Culture at the click of a mouse or tap on a screen is a much newer, overwhelming thing. The quantity of culture-on-demand – highbrow, lowbrow, middlebrow, furrowed brow – has grown exponentially in recent years, and time on our hands during pandemic isolation has compounded its effects.
At the same time, guidance in consuming culture has become an all-bets-are-off proposition. The old gate-keepers are mostly gone. Everybody’s a critic, and anybody can launch a website, podcast or YouTube/TikTok/whatever’s-next channel. In time, you can find reliable guides; or you can just say, “To hell with them” (being one of them, I should say “us”), and become a do-it-yourself curator. Either way, you’ll endure cultural overload getting there.
The easy cure for overload isn’t culturally healthy. At a certain age – 40, let’s say – you know what you like and tend to stick with it, re-watching favorite TV shows and movies, re-reading favorite books, listening to the music you grew up with, tuning in to long-trusted channels. Maybe you’ll try new offerings that, according to some reliable source of guidance (or, God help us, algorithm), may resemble your old favorites. You’re in a feedback loop, comfortable but constricted. Your perspective is more then than now.
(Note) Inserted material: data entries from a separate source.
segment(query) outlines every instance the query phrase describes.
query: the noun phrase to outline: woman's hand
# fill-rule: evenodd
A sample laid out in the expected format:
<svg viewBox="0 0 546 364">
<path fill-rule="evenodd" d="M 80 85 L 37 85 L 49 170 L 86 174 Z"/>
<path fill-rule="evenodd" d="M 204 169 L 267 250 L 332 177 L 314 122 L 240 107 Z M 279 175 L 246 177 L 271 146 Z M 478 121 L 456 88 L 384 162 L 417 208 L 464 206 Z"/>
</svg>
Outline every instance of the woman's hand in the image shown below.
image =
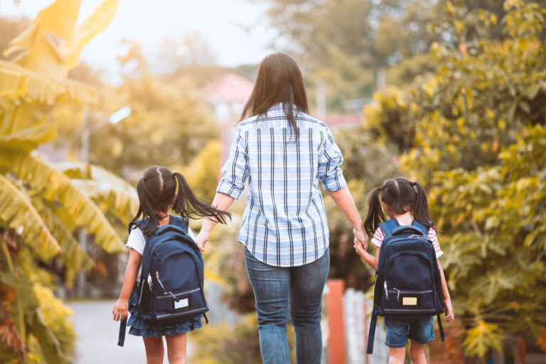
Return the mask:
<svg viewBox="0 0 546 364">
<path fill-rule="evenodd" d="M 455 314 L 453 313 L 453 307 L 451 306 L 451 300 L 444 300 L 444 306 L 446 308 L 446 311 L 444 313 L 444 316 L 446 316 L 446 322 L 451 322 L 455 319 Z"/>
<path fill-rule="evenodd" d="M 196 244 L 197 244 L 197 247 L 198 247 L 199 250 L 201 252 L 205 251 L 205 245 L 208 242 L 210 235 L 210 232 L 203 230 L 203 229 L 201 229 L 199 234 L 197 235 L 197 237 L 196 237 Z"/>
<path fill-rule="evenodd" d="M 364 230 L 362 228 L 353 229 L 353 233 L 355 235 L 355 239 L 360 242 L 360 244 L 364 247 L 364 250 L 368 250 L 368 235 L 364 232 Z"/>
<path fill-rule="evenodd" d="M 114 316 L 114 321 L 120 321 L 127 317 L 127 311 L 129 311 L 129 300 L 119 299 L 114 305 L 114 309 L 112 310 L 112 314 Z"/>
<path fill-rule="evenodd" d="M 356 252 L 356 254 L 364 257 L 365 252 L 366 250 L 368 250 L 368 242 L 362 242 L 360 241 L 356 237 L 355 237 L 355 239 L 353 240 L 353 242 L 354 242 L 354 245 L 353 245 L 353 247 L 355 248 L 355 251 Z"/>
</svg>

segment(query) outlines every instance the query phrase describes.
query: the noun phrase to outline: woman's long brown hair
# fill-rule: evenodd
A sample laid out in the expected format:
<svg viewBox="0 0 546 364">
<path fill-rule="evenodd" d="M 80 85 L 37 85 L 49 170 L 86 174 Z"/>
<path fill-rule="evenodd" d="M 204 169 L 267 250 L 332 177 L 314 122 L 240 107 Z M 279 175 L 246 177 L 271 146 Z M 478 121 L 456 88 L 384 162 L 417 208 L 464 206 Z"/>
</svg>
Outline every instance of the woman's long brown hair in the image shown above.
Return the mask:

The easiest way out of this loop is to graze, to discover new things by sampling episodes, trailers, tracks and chapters. That’s time-consuming, much of the time wasted because most of what’s on offer won’t be worth your time. Young people have (or make) time to waste (or experiment, or explore), which goes a long way toward explaining why cultural innovations usually come from the young and initially appeal to the young.
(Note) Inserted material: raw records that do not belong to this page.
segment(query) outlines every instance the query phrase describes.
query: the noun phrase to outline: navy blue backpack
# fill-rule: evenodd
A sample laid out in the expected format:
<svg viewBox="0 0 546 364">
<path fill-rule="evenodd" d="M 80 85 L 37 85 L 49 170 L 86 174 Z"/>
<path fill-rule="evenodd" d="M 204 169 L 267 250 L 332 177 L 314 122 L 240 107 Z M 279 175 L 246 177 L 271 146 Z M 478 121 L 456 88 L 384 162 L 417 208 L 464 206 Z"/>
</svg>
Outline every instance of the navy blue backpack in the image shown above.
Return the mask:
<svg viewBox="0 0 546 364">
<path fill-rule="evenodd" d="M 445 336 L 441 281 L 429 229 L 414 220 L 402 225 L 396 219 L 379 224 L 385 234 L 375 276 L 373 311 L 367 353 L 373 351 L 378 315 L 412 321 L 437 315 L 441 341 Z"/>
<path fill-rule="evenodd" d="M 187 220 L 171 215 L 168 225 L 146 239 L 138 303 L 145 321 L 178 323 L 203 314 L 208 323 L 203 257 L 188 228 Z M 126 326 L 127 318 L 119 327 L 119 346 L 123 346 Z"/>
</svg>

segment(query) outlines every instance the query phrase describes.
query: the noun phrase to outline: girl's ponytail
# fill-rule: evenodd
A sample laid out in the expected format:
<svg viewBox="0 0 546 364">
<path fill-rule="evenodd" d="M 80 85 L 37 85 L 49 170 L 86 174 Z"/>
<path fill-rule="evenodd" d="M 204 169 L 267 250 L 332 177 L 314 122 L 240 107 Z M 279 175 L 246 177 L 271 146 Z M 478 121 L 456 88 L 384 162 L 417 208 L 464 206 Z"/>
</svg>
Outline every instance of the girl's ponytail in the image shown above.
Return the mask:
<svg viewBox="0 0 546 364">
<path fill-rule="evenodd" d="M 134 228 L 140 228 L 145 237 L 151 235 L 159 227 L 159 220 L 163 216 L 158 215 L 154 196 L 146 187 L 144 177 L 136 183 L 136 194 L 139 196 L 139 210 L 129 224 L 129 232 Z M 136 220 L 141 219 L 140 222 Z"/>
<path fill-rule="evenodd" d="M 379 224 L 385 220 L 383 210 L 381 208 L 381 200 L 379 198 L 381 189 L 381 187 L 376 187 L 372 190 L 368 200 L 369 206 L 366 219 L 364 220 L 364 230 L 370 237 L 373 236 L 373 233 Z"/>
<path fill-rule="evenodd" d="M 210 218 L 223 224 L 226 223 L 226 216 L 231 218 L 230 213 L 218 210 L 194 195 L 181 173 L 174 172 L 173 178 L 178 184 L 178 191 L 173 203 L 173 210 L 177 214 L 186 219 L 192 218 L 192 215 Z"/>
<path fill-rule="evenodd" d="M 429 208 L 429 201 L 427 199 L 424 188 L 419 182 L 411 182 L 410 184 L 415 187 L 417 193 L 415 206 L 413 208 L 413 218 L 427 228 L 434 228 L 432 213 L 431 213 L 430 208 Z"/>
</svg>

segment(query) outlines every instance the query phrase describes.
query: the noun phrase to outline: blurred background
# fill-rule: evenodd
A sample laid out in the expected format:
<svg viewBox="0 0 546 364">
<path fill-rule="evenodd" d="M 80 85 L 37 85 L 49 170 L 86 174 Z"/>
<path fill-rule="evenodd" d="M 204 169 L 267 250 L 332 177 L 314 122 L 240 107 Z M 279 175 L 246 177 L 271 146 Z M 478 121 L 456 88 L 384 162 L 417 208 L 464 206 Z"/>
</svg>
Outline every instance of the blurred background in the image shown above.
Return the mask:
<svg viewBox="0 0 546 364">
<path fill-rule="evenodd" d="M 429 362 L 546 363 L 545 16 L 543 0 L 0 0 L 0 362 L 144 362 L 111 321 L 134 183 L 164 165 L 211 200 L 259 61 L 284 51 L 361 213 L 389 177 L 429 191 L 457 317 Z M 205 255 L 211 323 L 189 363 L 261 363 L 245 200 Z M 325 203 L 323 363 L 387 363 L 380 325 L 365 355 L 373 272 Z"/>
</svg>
The good news is that cultural overload can lead to a golden age. The European Renaissance didn’t happen until people were exposed to art and ideas that weren’t previously accessible, then built upon that newly discovered stuff. American music didn’t become distinctively “American” until recordings and radio circulated songs and dances and instruments previously heard only in isolated subcultures, and musicians began to absorb and apply those styles and techniques.
Clickable culture could usher in a renaissance. It’s going to take time, though, for creators to break through the clutter and consumers to sort through the results.